Soon-to-be-dad Brodie Loy might have been in the centre of a stewards' storm about what he argues is unpaid overtime and superannuation, but he left Canterbury a little more out of pocket after being fined for an "unnecessary" celebration on Saturday.
Having butted heads with master David Pfieffer during the week – after the Warwick Farm trainer tried to stand down his apprentice from his weekend rides after missing work earlier in the week – the 19-year-old produced a fist pump a stride before the post when Rose Of Man sailed to victory in the country-only race.
Chief steward Ray Murrihy was quick to haul in Loy, describing the celebration as "unnecessary" after Terry Robinson's Rose Of Man cruised to a one-and-a-half length win from Gunnaza. The rider agreed.
Before fining Loy $200, Murrihy said: "Who do you think needs the money more, us or you?"

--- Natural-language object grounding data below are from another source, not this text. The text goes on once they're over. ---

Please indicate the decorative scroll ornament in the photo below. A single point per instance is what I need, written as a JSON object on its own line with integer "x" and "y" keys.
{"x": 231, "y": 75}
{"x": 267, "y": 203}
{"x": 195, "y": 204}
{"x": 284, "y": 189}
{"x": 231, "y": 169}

There is probably only one answer to that question with Loy ending a tortured week on a brighter note as he embarks on yet another search for a new boss.
"Ability wise I think I've got the knack to stay in Sydney," Loy said. "I wouldn't say I'm one of the better apprentices, but my ability has got me in Sydney and now I have to get that mental strength.
"It's a fine line wrestling a mortgage, having a kid on the way, riding every morning ... four years ago I was leaving school and I didn't know what tax was and you can't prepare yourself for it."
Stewards have granted Loy permission to apply for a new master by the end of the week once administrative matters between the rider and Pfieffer are settled.
In the meantime, Loy, who was once rated high enough to be lured to Godolphin for a short spell, expects to return to his old stomping ground of Albury to mull over his options.
"People say I've had seven masters, but I've had seven different experiences and I've learnt a lot from each trainer," he said.
"Each move has been to better my career and not go backwards. You can stay with a master for four years and you probably learn the same thing, but I've switched around and made contacts in Melbourne and contacts in different states.
"I'm happy where I am at the moment, but I need to get more mentally stronger to get these things together as one. Most apprentices either live with their family or live in the stables and don't have a partner or baby on the way. I've got a lot to juggle, but I've got to put it upon myself to do it.
"I could have missed out on all these rides today and I'm just glad to get out there and prove a few people wrong. I know I can do it."
Apprentices were always going to have a field day at Canterbury, given their strength in numbers, but none shone brighter than James Innes jnr after a winning treble.
Innes jnr led from barrier to box on Bjorn Baker's Mr Steal in the fifth before arriving with a well-timed run on another Warwick Farm product, Craig Ritchie's Mana, in the sixth and capped off his day with victory on Esgrimidor.
"That's my first Saturday double let alone treble," Innes jnr said. "It's probably a good time of year to poke my head in town and have a crack when the big boys are away. Head down bum up and I'll keep the winners rolling in."